The task force was asked by the 2007 General Synod to review the role, function and responsibilities of the primate, and to make recommendations about whether or not changes to Canon III (on primacy) are necessary. There had been suggestions to look at whether a primate could choose to remain in his or her diocese and continue to exercise the responsibilities of a diocesan bishop after being elected into office.
The task force will, however, recommend some changes to Canon III, among them a new section dealing with the sacramental ministry of the primate.
Bishop Ingham noted that since the primacy has no geographic jurisdiction, the primate has no specific sacramental function in terms of confirmation and baptism except by invitation of diocesan bishops.
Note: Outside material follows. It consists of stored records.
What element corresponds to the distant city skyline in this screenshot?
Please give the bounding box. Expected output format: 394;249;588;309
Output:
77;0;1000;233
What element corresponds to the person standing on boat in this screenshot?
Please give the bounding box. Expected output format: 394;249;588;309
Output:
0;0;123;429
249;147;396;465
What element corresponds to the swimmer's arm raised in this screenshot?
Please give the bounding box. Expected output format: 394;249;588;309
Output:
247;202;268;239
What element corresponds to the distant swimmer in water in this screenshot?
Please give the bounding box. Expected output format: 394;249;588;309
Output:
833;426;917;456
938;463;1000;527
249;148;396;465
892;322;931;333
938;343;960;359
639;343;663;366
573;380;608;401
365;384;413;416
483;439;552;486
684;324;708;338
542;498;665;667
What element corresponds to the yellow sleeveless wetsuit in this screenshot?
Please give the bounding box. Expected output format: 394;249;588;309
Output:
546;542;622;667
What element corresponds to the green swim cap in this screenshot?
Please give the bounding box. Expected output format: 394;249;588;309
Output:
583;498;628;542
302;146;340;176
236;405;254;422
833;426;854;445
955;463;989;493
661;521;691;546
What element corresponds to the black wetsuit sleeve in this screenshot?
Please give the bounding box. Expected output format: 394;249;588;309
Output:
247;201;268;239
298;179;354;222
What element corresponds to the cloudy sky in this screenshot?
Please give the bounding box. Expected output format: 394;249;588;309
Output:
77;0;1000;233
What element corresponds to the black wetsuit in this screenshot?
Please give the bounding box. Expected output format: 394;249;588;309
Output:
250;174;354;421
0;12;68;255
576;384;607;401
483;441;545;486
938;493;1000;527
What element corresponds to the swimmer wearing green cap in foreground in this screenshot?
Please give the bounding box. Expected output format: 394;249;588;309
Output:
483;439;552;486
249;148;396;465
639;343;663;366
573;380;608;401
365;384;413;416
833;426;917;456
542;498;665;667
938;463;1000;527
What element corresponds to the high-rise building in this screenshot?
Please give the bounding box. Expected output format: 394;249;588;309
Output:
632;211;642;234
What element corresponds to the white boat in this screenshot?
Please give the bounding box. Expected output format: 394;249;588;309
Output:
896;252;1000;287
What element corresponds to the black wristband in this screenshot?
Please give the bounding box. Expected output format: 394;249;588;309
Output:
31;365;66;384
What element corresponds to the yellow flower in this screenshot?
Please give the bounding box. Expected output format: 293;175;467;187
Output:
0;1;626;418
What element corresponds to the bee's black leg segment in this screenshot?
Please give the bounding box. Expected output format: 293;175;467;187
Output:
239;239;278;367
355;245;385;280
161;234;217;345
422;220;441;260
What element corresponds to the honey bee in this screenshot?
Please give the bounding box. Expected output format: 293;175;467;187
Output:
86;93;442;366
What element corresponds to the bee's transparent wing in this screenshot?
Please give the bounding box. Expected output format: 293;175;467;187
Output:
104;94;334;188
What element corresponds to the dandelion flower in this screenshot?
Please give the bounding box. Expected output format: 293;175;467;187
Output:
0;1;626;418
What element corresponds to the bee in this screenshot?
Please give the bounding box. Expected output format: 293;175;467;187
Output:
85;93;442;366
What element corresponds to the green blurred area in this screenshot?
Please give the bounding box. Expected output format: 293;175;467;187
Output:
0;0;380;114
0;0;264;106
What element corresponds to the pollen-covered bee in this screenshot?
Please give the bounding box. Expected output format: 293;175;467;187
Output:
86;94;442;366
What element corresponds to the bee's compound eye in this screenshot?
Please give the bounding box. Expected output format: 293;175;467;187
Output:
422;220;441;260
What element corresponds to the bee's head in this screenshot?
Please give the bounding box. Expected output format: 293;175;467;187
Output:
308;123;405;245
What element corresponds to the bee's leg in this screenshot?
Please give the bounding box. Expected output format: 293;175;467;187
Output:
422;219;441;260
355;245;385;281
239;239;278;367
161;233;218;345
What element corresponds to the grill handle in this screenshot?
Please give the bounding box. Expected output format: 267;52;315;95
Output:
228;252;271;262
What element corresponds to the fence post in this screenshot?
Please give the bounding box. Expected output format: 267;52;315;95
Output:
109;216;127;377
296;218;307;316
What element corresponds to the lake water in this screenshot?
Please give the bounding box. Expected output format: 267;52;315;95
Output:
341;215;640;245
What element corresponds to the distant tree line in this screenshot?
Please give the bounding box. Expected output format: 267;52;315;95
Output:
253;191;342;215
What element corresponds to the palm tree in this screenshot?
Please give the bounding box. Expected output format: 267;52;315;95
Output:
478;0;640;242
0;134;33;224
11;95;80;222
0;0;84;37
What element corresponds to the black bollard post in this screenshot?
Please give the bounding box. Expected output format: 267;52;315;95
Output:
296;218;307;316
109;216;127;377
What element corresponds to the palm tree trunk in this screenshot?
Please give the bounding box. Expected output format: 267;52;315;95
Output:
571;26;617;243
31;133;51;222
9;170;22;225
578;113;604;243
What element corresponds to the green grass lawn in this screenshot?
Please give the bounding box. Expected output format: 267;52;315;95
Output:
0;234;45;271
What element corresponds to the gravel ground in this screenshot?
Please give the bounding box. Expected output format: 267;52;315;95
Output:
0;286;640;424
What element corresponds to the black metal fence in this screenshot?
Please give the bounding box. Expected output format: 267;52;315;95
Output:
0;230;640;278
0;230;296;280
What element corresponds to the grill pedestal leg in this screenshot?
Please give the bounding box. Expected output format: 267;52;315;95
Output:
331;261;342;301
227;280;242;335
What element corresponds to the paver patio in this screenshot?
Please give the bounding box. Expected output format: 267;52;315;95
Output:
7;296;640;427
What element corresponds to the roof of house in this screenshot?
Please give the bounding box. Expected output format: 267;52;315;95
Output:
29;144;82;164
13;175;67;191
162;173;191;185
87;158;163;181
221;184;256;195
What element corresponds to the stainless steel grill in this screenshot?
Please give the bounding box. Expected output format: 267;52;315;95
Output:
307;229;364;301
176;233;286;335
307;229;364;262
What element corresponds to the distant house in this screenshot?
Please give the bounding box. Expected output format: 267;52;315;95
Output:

The proposed section retains the jurisdictional authority of diocesan bishops, but there is an “expectation” that they will extend an invitation for the primate to offer the sacraments of Eucharist, baptism, confirmation and ordination during pastoral visits across the church, he explained.
It is also being proposed that the primate have a “visible role” in the consecration of newly-elected bishops of the Anglican Church of Canada, and acts as chief consecrator of the National Indigenous Anglican bishop and the Bishop Ordinary to the Armed Forces.
The task force will also recommend that it be part of the primate’s ministry to “speak and write prophetically” to the Anglican Church of Canada, and on behalf of the church, to the world, and that this be done in consultation with other leaders and governing bodies of the church.
“There’s a strong sense that the church wants to empower the primate to write and speak prophetically rather than just exercise pastoral leadership” in the church, said Bishop Ingham. This was in response to questions raised by the task force as to what sort of leadership is needed to enable the mission of the church.